Wie oft mögen die beiden Mädchen wohl zwischen all den beängstigenden Eindrücken auf ihrer Odyssee über Malmedy, Lüttich, Brüssel und Vught bei 's-Hertogenbosch an ihre Puppen gedacht haben?
Als die vier am 28.Mai 1945 wieder in Kalterherberg ankamen, standen sie plötzlich vor dem Nichts. Das Haus gab es zwar noch, doch drinnen war nichts mehr so, wie sie es verlassen hatten. Die Türen und Fenster waren ausgebaut, die Einrichtung vollständig weggeschafft. Nur ein Paar 'Amibänke' standen herum. Hinter dem Schuppen verstreut lag ein Teil der Wäsche und der Kleidung, daneben der Kadaver einer Kuh. Von meinem Grossvater Josef, der als Soldat in Frankreich war, gab es kein Lebenszeichen. Er kehrte erst 1947 aus der Kriegsgefangenschaft bei Lorient in der Bretagne zurück.

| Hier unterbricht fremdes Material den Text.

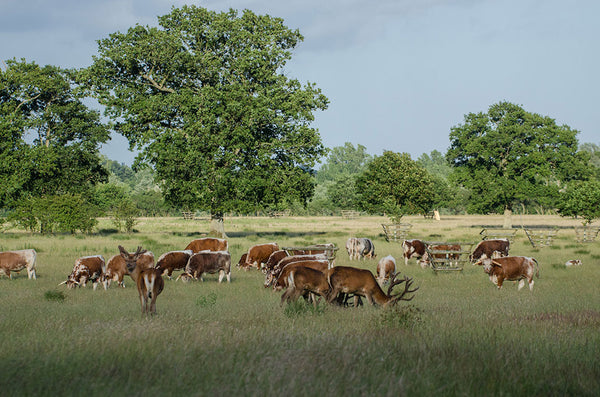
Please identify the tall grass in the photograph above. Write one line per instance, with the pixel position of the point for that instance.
(459, 336)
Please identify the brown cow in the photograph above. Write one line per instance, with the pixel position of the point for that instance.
(86, 268)
(208, 262)
(116, 269)
(386, 268)
(259, 254)
(494, 248)
(305, 281)
(425, 261)
(413, 249)
(173, 260)
(15, 261)
(208, 244)
(272, 274)
(360, 248)
(282, 280)
(513, 268)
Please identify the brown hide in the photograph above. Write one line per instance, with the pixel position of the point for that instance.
(15, 261)
(207, 244)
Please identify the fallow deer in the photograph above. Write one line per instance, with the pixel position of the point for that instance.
(148, 281)
(303, 281)
(361, 282)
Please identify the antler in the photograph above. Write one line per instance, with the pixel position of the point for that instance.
(407, 281)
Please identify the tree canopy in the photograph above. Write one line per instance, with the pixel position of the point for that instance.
(509, 155)
(395, 184)
(49, 138)
(205, 98)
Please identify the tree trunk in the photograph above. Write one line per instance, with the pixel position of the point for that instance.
(507, 218)
(217, 227)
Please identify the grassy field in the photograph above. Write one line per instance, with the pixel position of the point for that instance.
(459, 336)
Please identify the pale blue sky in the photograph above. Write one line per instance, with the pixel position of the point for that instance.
(399, 73)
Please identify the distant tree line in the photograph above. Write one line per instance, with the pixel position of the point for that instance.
(222, 129)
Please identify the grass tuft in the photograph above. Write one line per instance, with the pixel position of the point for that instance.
(301, 308)
(54, 296)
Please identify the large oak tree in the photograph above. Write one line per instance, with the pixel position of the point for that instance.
(507, 156)
(49, 138)
(205, 98)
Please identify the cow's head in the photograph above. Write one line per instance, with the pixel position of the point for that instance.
(131, 259)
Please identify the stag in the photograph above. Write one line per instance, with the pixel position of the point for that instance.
(148, 281)
(361, 282)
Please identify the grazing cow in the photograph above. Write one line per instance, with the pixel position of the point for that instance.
(282, 279)
(425, 261)
(360, 247)
(573, 262)
(272, 274)
(259, 254)
(208, 244)
(386, 268)
(274, 259)
(513, 268)
(208, 262)
(305, 281)
(413, 249)
(15, 261)
(173, 260)
(116, 269)
(86, 268)
(494, 248)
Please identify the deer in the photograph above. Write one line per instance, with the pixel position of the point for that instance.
(361, 282)
(303, 281)
(149, 281)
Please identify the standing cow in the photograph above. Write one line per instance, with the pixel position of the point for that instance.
(494, 248)
(360, 247)
(413, 249)
(87, 268)
(386, 268)
(513, 268)
(15, 261)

Nicht nur für meine Grossmutter, auch für die Kinder wird die Heimkehr ein Schock gewesen sein. Von den wenigen Spielsachen, die sie besessen hatten, war nichts mehr übrig. Erst nach einiger Zeit stellte sich heraus, dass Engelbert in der Nachbarschaft eine neue Bleibe gefunden hatte. Es kostete recht viel Mühe, bis Frieda ihn wieder in ihre Arme schliessen konnte. Die Zehen am linken Fuss waren zerschlagen, der Kopf hatte einen Riss. Doch das alles war ohne Bedeutung. Walburga dagegen hat ihre Rosemarie mit den hübschen Lökchen nie wiedergesehen.

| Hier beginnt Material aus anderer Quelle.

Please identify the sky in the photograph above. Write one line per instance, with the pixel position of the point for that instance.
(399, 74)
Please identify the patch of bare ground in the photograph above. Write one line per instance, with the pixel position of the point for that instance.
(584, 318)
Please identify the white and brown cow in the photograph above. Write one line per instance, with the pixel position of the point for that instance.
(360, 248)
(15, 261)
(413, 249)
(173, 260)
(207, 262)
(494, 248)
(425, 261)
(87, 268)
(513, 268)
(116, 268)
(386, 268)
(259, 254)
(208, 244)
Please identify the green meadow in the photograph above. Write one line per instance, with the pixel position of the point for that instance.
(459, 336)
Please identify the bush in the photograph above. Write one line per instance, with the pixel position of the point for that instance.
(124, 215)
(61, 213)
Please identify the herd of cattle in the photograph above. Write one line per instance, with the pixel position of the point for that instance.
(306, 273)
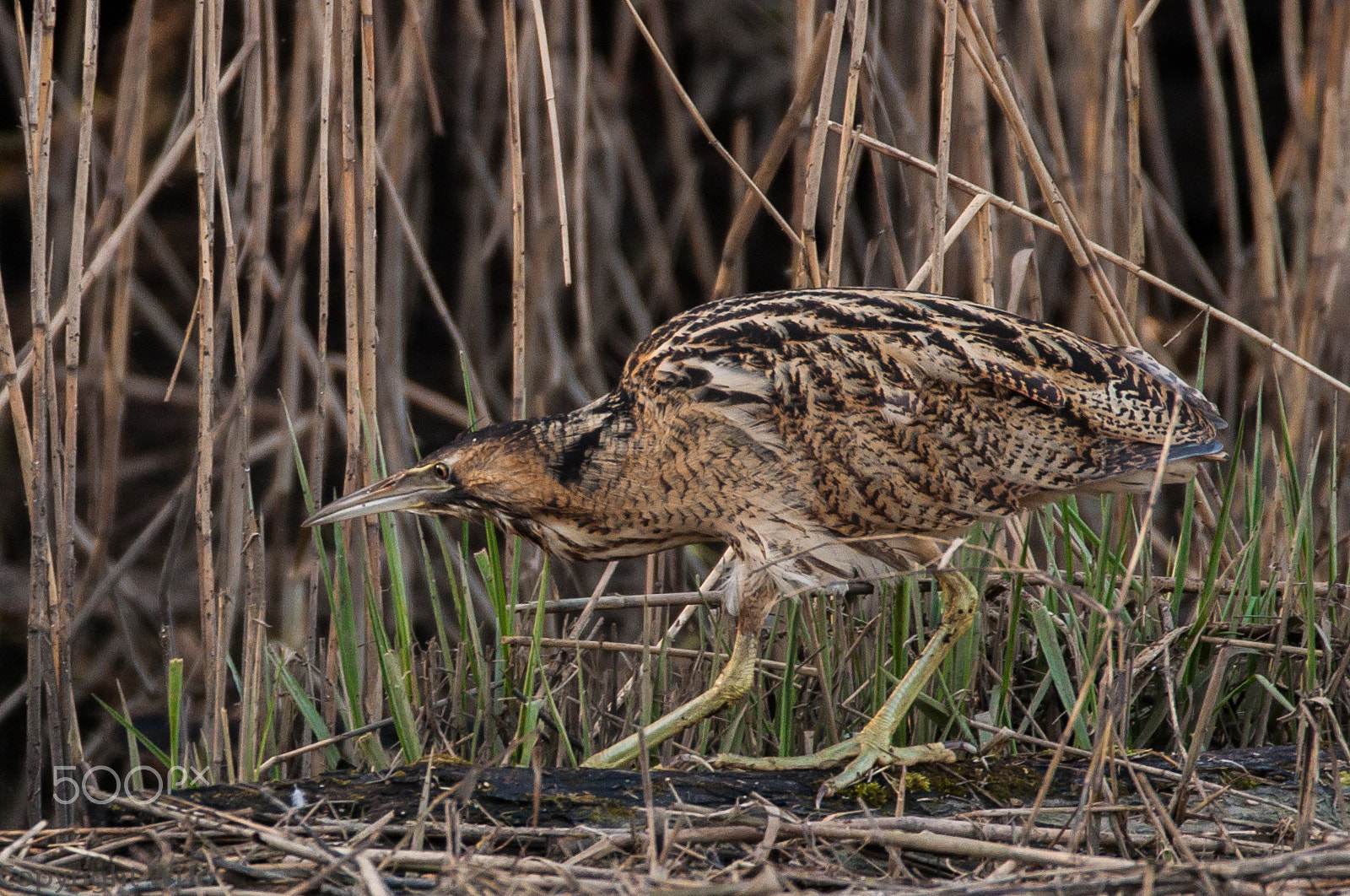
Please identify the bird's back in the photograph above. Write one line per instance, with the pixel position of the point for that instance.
(878, 412)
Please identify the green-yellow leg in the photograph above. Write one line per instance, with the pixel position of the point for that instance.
(872, 745)
(731, 684)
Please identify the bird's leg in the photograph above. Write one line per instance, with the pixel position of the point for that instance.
(732, 684)
(872, 745)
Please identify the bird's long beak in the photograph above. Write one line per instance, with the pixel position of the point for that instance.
(407, 490)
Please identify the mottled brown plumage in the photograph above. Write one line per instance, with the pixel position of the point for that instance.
(824, 435)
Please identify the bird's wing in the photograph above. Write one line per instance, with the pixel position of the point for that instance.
(925, 409)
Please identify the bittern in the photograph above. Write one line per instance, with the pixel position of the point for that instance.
(825, 435)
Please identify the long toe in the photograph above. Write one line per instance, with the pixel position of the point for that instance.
(872, 756)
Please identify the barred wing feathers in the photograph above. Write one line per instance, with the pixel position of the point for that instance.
(925, 412)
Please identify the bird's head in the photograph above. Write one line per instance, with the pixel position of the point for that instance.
(499, 471)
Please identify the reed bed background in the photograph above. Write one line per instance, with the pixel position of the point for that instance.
(277, 249)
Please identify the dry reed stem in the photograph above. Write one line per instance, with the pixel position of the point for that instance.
(519, 308)
(944, 146)
(778, 148)
(551, 104)
(847, 161)
(809, 270)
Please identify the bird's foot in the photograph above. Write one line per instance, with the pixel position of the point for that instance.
(861, 753)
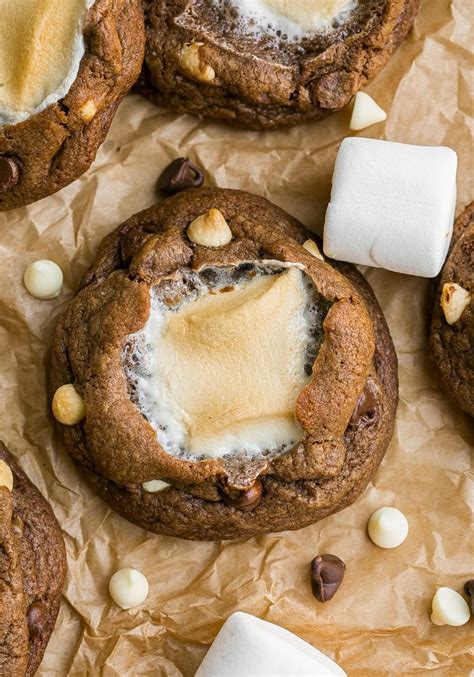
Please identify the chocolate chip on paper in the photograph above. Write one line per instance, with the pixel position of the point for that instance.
(327, 572)
(179, 175)
(9, 173)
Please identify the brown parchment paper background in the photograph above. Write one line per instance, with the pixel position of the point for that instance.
(378, 623)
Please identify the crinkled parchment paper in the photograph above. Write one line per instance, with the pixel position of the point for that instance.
(378, 623)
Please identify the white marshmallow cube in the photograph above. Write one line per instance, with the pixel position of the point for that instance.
(246, 645)
(366, 112)
(43, 279)
(392, 206)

Mit der Zeit erhielt Engelbert neue Kleider. Das Strampelhöschen, das er nun anhat. stammt von mir. Er trägt es jetzt schon seit 44 Jahren.
Inzwischen ist die Puppe über 60 Jahre alt. Das Schicksal, das heute den meisten Spielsachen widerfährt, dass sie nämlich irgendwann verschenkt. verkauft oder einfach weggeschmissen werden, ist im erspart geblieben. Zu sehr war Engelbert meiner Mutter ans Herz gewachsen. Schliesslich war er für sie weit mehr als nur ein Spielzeug. Er war für sie ein Stück ihrer Kindheit, eine Erinnerung an die Zeit des Krieges, die für sie, wie für zahllose andere Kinder, prägend gewesen ist.
Bron: Das Monschauer Land Jahrbuch 2005 blz. 155/156.